Abstract

Excessive bleeding is associated with a high mortality risk. In this study, citric acid and ascorbic acid were sequentially modified on the surface of microcrystalline cellulose (MCAA) to increase its carboxyl content, and their potential as hemostatic materials was investigated. The MCAA exhibited a carboxylic group content of 9.52 %, higher than that of citric acid grafted microcrystalline cellulose (MCA) at 4.6 %. Carboxyl functionalization of microcrystalline cellulose surfaces not only plays a fundamental role in the structure of composite materials but also aids in the absorption of plasma and stimulation of platelets. Fourier -transform infrared (FT-IR), thermogravimetric analysis (TGA) and X-ray photoelectron spectroscopy (XPS) spectra confirmed that carboxyl groups were successfully introduced onto the cellulose surface. Physical properties tests indicated that the MCAA possessed higher thermal stability (Tmax = 472.2 °C) compared to microcrystalline cellulose (MCC).
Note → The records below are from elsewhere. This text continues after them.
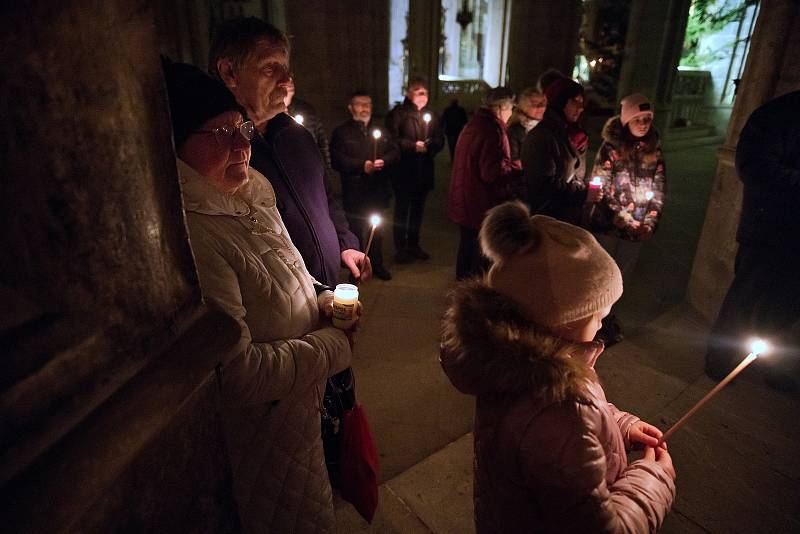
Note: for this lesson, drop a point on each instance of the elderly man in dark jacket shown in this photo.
(252, 58)
(764, 298)
(481, 176)
(419, 142)
(362, 152)
(553, 156)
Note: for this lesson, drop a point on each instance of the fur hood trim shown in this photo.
(613, 130)
(490, 348)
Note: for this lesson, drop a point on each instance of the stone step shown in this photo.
(671, 144)
(432, 497)
(689, 132)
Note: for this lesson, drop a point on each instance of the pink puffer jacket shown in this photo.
(550, 451)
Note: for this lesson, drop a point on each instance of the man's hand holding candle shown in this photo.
(358, 263)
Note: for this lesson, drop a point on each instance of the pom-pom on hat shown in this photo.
(633, 105)
(194, 98)
(555, 272)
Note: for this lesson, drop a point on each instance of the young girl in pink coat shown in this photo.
(550, 451)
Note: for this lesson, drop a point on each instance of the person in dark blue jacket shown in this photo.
(764, 298)
(419, 142)
(362, 161)
(251, 57)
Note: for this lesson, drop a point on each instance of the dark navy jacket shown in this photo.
(768, 163)
(288, 156)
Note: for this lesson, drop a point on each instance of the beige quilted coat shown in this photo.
(550, 451)
(249, 268)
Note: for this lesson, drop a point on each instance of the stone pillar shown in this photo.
(543, 35)
(652, 52)
(771, 70)
(107, 389)
(337, 48)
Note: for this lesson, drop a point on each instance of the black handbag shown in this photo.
(339, 397)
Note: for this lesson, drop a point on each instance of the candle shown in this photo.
(345, 300)
(757, 347)
(374, 220)
(376, 134)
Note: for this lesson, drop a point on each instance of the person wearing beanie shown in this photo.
(630, 167)
(554, 154)
(550, 451)
(250, 269)
(528, 113)
(481, 176)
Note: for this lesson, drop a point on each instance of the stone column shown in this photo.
(337, 48)
(543, 35)
(771, 70)
(652, 51)
(108, 393)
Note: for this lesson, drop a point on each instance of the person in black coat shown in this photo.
(363, 161)
(553, 156)
(764, 298)
(251, 57)
(412, 179)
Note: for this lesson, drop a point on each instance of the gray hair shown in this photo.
(496, 97)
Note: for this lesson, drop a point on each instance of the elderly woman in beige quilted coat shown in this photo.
(249, 268)
(550, 451)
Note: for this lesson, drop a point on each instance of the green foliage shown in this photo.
(707, 17)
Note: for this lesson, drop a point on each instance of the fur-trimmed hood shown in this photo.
(489, 348)
(613, 134)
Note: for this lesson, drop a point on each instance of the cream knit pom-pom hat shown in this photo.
(556, 272)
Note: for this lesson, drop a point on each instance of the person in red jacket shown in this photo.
(482, 171)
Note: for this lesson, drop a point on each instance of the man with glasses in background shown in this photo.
(251, 57)
(419, 140)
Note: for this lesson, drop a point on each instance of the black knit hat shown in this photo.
(194, 98)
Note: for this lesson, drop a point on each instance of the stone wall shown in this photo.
(771, 70)
(108, 355)
(543, 35)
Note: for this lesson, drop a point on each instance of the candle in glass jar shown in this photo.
(345, 300)
(427, 118)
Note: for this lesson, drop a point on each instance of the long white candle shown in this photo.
(376, 134)
(374, 220)
(757, 347)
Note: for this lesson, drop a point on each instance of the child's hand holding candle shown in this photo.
(595, 192)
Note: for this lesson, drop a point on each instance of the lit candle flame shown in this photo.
(758, 346)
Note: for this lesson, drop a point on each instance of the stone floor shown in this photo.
(736, 459)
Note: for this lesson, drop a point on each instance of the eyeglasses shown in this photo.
(226, 134)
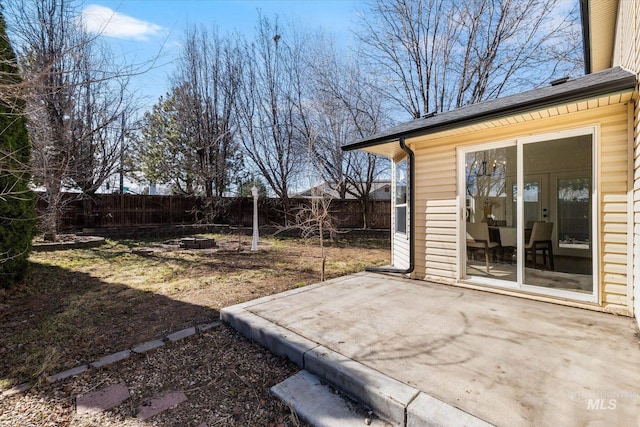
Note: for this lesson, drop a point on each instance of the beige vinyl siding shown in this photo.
(627, 54)
(437, 212)
(400, 246)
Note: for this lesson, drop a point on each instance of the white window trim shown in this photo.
(594, 131)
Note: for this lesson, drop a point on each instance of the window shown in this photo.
(401, 196)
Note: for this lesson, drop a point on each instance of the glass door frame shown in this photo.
(519, 285)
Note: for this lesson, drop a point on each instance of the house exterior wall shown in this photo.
(400, 245)
(627, 55)
(437, 210)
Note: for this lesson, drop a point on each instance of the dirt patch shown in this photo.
(79, 305)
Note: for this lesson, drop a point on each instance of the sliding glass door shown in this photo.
(529, 219)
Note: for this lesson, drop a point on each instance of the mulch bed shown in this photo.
(225, 377)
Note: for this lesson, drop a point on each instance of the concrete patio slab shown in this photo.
(310, 398)
(499, 359)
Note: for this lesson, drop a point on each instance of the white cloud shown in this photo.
(107, 22)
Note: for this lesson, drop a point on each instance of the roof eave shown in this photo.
(608, 87)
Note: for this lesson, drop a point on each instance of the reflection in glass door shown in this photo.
(529, 215)
(557, 245)
(490, 227)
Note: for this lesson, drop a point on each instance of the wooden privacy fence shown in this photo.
(128, 210)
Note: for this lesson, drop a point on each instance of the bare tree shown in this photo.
(348, 105)
(441, 54)
(314, 220)
(75, 101)
(205, 90)
(270, 108)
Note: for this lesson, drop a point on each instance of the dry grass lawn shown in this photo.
(79, 305)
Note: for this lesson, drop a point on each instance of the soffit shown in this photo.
(602, 31)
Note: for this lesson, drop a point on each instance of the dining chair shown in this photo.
(540, 240)
(478, 239)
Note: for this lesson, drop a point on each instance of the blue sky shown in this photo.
(139, 29)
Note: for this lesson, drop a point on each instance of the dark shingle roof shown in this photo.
(604, 82)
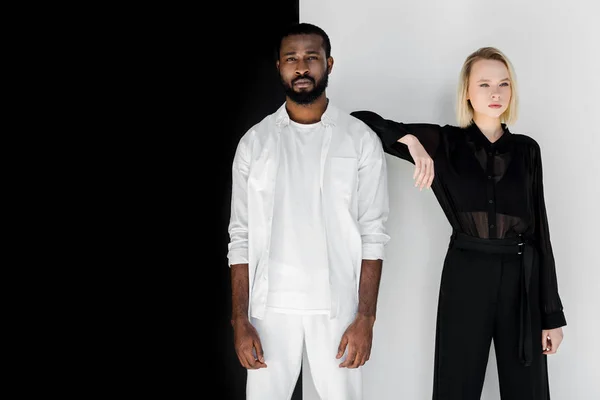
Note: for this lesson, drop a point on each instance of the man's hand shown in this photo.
(551, 339)
(358, 339)
(247, 344)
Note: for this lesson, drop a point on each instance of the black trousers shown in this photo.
(480, 300)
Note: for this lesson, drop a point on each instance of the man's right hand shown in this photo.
(247, 344)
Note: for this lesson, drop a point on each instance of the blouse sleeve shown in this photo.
(551, 305)
(390, 132)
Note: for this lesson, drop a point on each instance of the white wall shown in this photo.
(401, 59)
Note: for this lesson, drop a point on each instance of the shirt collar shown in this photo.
(482, 141)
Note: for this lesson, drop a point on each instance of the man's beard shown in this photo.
(306, 96)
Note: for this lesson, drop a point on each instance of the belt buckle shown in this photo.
(520, 244)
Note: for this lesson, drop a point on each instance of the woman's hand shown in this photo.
(424, 169)
(551, 339)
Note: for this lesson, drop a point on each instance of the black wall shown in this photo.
(245, 68)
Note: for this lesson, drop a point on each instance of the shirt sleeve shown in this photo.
(238, 222)
(373, 202)
(390, 131)
(551, 305)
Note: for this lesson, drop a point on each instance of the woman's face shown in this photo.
(489, 88)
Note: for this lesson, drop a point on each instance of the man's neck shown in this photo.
(307, 113)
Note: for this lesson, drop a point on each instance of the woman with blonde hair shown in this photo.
(499, 278)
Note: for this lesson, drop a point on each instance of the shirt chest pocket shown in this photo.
(343, 177)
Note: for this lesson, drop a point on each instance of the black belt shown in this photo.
(518, 245)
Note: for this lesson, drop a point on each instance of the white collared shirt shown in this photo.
(354, 201)
(298, 271)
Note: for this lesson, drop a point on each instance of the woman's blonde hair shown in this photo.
(464, 110)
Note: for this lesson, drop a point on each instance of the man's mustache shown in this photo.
(305, 77)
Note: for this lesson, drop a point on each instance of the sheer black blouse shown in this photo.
(486, 190)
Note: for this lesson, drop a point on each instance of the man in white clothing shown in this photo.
(307, 234)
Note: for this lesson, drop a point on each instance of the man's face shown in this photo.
(303, 67)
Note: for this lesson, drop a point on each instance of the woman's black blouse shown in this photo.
(487, 190)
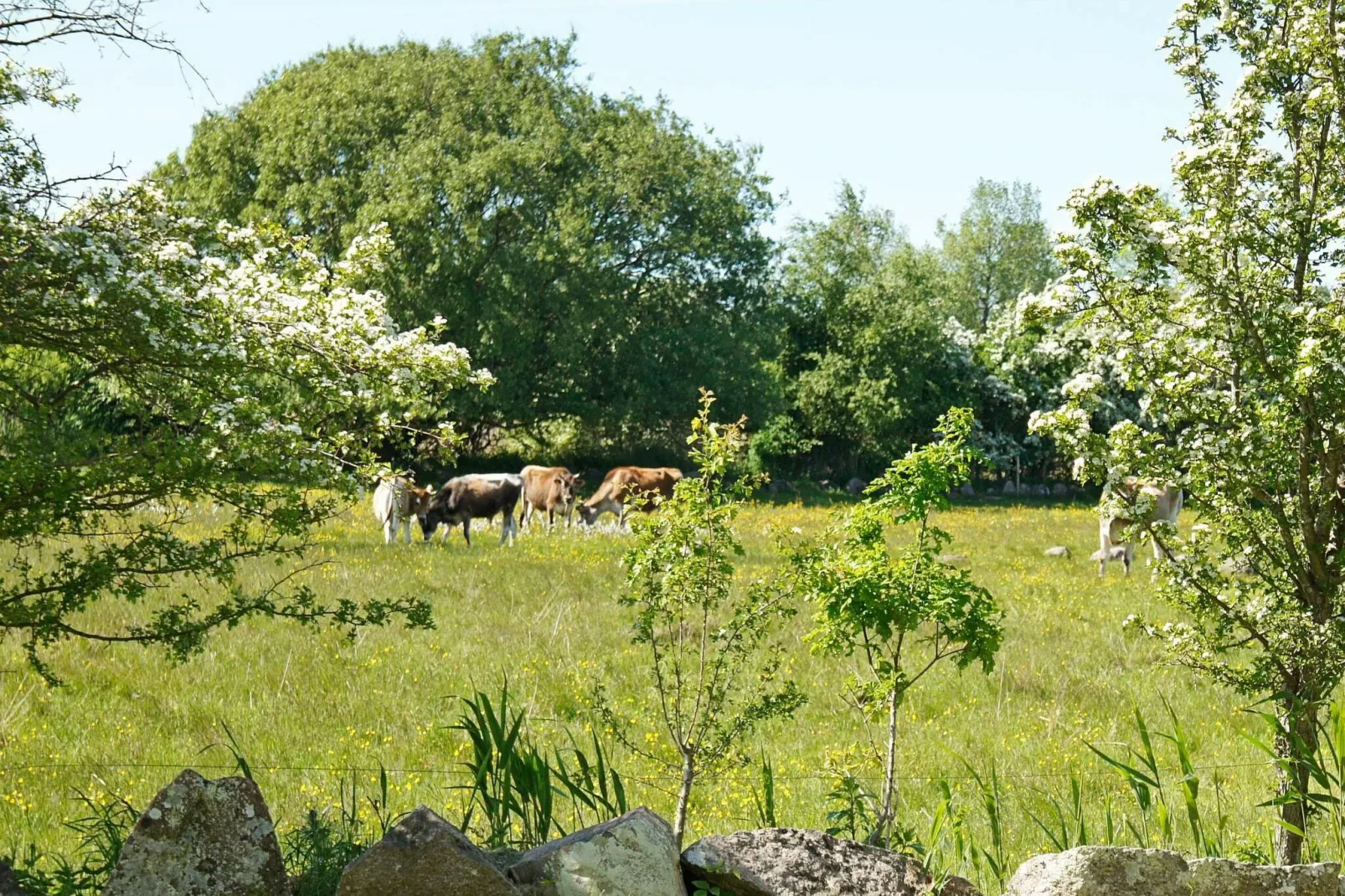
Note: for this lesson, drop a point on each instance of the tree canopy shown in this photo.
(160, 370)
(870, 359)
(595, 253)
(1231, 322)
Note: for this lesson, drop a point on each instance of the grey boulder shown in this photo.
(423, 856)
(1122, 871)
(786, 862)
(1225, 878)
(634, 854)
(1102, 871)
(202, 837)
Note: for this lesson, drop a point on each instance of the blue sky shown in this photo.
(911, 101)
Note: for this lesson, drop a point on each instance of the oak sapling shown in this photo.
(900, 614)
(713, 670)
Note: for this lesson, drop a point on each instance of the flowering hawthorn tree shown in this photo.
(1232, 324)
(157, 372)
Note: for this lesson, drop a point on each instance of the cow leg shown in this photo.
(1103, 548)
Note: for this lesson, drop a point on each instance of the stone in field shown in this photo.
(785, 862)
(1103, 871)
(8, 883)
(199, 838)
(1122, 871)
(634, 854)
(1225, 878)
(424, 856)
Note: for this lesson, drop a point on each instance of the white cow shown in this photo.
(397, 501)
(1150, 503)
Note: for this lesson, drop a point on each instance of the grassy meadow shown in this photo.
(312, 711)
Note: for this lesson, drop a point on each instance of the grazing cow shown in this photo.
(1162, 503)
(475, 497)
(550, 489)
(397, 501)
(624, 486)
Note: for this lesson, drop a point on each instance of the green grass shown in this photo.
(308, 707)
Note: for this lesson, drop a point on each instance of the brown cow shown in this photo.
(621, 489)
(474, 497)
(550, 489)
(1147, 503)
(397, 501)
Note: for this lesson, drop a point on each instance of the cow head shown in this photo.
(436, 509)
(417, 499)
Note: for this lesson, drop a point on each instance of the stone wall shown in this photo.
(215, 838)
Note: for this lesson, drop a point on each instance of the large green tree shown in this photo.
(597, 255)
(1232, 323)
(179, 399)
(998, 250)
(869, 354)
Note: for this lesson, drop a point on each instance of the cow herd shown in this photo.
(541, 490)
(553, 490)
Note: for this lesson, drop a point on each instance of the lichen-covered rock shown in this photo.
(424, 856)
(1118, 871)
(8, 883)
(1103, 871)
(1225, 878)
(199, 838)
(785, 862)
(634, 854)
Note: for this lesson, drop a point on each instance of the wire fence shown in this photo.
(740, 778)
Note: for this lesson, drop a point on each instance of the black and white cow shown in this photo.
(474, 497)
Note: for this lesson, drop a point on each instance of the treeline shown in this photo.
(604, 261)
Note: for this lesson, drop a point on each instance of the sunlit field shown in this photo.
(312, 711)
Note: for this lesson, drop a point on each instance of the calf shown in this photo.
(627, 486)
(550, 489)
(397, 501)
(474, 497)
(1149, 503)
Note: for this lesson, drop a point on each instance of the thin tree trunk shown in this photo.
(683, 796)
(889, 782)
(1300, 718)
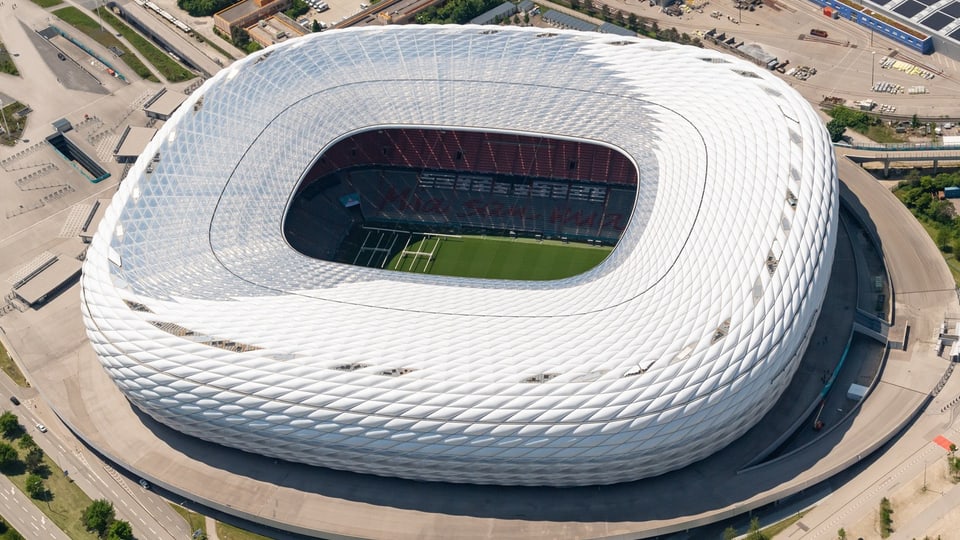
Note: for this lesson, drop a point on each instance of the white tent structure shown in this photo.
(674, 346)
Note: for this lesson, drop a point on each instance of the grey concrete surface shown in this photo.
(70, 73)
(924, 292)
(842, 71)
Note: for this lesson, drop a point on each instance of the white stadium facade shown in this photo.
(675, 345)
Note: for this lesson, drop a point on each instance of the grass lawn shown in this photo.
(952, 263)
(79, 20)
(883, 134)
(194, 520)
(9, 533)
(12, 122)
(11, 369)
(6, 61)
(229, 532)
(777, 528)
(167, 66)
(67, 501)
(504, 258)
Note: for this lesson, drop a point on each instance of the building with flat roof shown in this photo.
(163, 103)
(275, 29)
(132, 143)
(247, 12)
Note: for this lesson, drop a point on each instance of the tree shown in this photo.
(120, 530)
(9, 424)
(8, 455)
(98, 516)
(202, 8)
(35, 487)
(34, 460)
(836, 128)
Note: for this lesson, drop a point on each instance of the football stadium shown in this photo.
(470, 254)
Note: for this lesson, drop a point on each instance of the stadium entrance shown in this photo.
(464, 203)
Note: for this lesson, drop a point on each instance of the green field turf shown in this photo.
(504, 258)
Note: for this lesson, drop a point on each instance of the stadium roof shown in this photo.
(670, 349)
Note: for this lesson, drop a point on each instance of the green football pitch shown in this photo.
(498, 258)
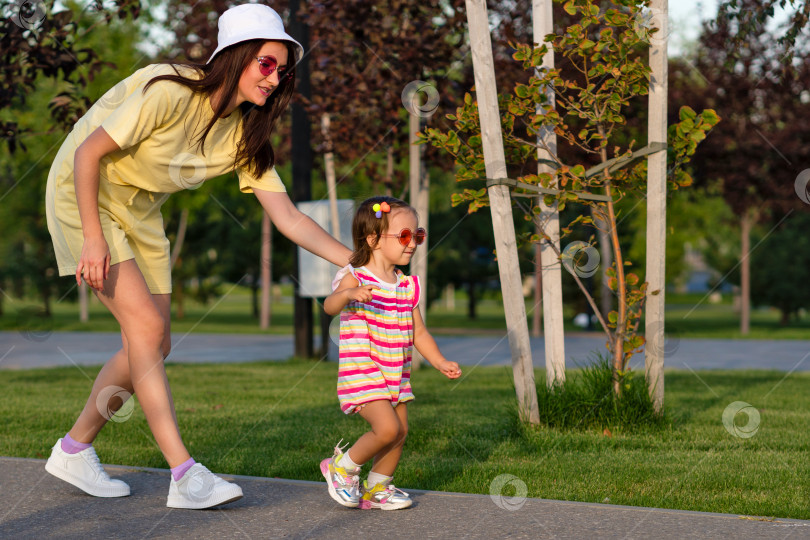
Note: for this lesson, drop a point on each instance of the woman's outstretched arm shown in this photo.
(301, 229)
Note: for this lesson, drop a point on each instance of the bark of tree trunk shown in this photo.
(266, 271)
(471, 300)
(537, 316)
(746, 224)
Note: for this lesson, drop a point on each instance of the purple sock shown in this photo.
(180, 470)
(72, 447)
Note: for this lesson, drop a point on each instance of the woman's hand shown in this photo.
(94, 263)
(364, 293)
(449, 369)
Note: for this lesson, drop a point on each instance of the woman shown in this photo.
(163, 129)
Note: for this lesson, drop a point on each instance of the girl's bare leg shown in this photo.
(138, 366)
(386, 430)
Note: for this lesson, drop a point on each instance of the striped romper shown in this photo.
(376, 341)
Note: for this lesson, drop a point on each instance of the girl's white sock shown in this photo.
(346, 462)
(377, 478)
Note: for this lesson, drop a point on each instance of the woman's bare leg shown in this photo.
(115, 373)
(145, 327)
(385, 430)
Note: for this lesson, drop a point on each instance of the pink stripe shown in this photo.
(357, 389)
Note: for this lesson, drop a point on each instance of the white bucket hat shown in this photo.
(252, 21)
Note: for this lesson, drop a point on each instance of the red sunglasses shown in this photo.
(405, 236)
(269, 64)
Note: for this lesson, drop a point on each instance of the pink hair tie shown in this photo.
(379, 208)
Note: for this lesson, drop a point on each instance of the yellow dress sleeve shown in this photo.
(269, 181)
(137, 116)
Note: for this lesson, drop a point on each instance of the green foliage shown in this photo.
(245, 419)
(780, 267)
(27, 260)
(698, 218)
(606, 50)
(586, 401)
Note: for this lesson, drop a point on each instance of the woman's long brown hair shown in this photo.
(254, 151)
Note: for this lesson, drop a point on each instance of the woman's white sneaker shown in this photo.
(84, 471)
(200, 488)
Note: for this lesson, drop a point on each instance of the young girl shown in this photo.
(379, 325)
(163, 129)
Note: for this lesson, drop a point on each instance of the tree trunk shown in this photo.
(746, 224)
(266, 271)
(84, 314)
(389, 171)
(331, 183)
(471, 300)
(538, 287)
(606, 295)
(254, 299)
(179, 298)
(302, 177)
(552, 305)
(181, 236)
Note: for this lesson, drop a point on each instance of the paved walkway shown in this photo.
(20, 351)
(34, 504)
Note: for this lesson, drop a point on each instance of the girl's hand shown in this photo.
(450, 369)
(364, 293)
(94, 263)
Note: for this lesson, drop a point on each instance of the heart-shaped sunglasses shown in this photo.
(269, 64)
(405, 236)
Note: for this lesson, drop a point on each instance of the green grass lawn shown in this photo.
(688, 316)
(281, 419)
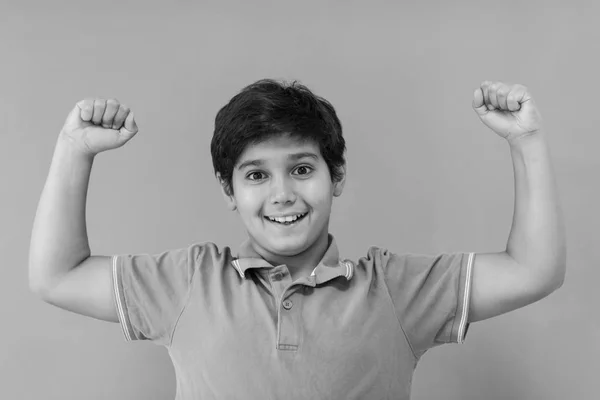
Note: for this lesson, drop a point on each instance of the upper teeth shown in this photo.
(286, 219)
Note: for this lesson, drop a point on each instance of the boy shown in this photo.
(287, 317)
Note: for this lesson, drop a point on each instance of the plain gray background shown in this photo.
(425, 175)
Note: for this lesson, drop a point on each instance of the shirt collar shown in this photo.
(330, 266)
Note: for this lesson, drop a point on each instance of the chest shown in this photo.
(326, 338)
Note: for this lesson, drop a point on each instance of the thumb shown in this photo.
(74, 119)
(478, 104)
(129, 128)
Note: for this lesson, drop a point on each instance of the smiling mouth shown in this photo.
(291, 220)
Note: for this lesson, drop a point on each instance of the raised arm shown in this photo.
(534, 262)
(62, 270)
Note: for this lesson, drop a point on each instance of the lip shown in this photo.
(286, 215)
(287, 226)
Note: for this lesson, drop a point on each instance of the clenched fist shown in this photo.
(509, 110)
(96, 125)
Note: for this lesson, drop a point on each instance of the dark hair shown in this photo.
(270, 108)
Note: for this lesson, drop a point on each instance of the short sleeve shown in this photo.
(150, 292)
(431, 295)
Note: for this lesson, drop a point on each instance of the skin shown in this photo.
(273, 178)
(64, 273)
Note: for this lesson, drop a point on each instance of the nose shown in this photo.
(282, 191)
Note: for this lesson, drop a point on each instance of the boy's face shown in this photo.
(283, 177)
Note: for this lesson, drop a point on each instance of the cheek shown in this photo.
(318, 193)
(248, 201)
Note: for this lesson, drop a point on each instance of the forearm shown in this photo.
(59, 239)
(537, 237)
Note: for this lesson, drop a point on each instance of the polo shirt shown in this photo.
(237, 327)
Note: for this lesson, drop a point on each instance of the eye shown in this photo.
(255, 176)
(303, 170)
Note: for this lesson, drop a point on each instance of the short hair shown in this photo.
(269, 108)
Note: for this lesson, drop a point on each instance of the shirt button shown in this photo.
(277, 276)
(287, 304)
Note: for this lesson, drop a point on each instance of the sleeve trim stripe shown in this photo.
(466, 300)
(118, 300)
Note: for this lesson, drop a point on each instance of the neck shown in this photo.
(300, 264)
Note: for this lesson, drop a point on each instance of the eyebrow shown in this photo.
(293, 157)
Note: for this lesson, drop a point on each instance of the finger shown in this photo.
(518, 95)
(493, 95)
(120, 116)
(130, 126)
(87, 109)
(99, 106)
(478, 104)
(485, 87)
(112, 106)
(501, 97)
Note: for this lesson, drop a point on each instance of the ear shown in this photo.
(338, 187)
(229, 198)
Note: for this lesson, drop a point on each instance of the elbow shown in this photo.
(558, 278)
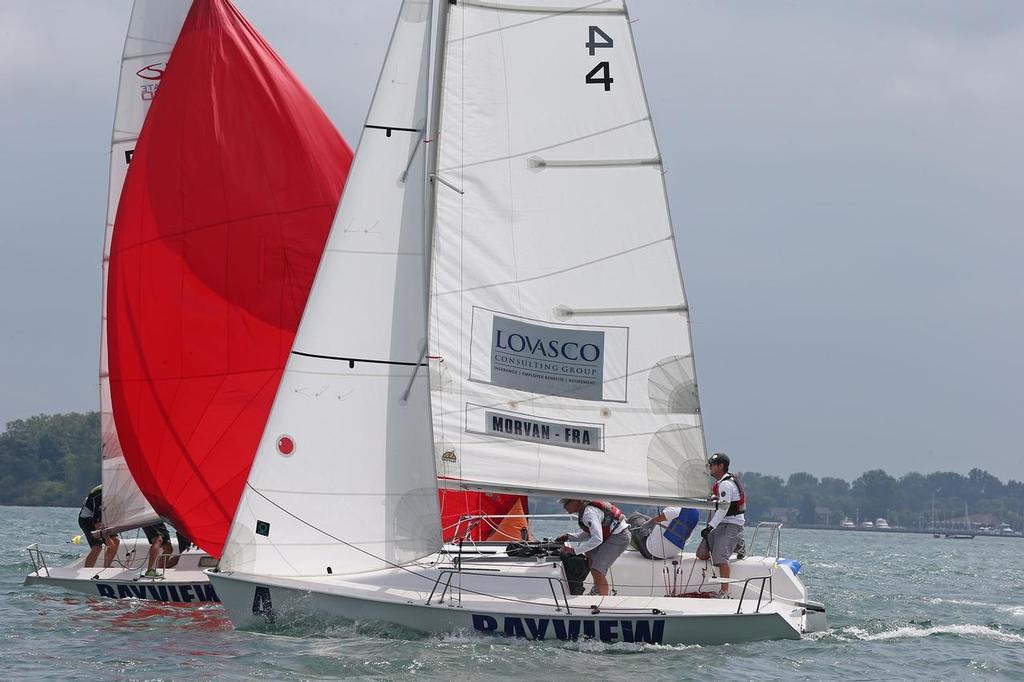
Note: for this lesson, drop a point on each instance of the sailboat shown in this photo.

Additionally, in vitro hemocompatibility, cytotoxicity and hemostatic property results demonstrated that MCAA displayed good biocompatibility (hemolysis ratio <1 %), optimal cell compatibility (cell viability exceeded 100 % after 72 h incubation), and impressive hemostatic effect (BCIMCAA = 31.3 %). Based on these findings, the hemostatic effect of covering a wound with MCAA was assessed, revealing enhanced hemostatic properties using MCAA in tail-amputation and liver-injury hemorrhage models. Furthermore, exploration into hemostatic mechanisms revealed that MCAA can significantly accelerate coagulation through rapid platelet aggregation and activation of the clotting cascade. Notably, MCAA showed remarkable biocompatibility and induced minimal skin irritation. In conclusion, the results affirmed that MCAA is a safe and potentially effective hemostatic agent for hemorrhage control.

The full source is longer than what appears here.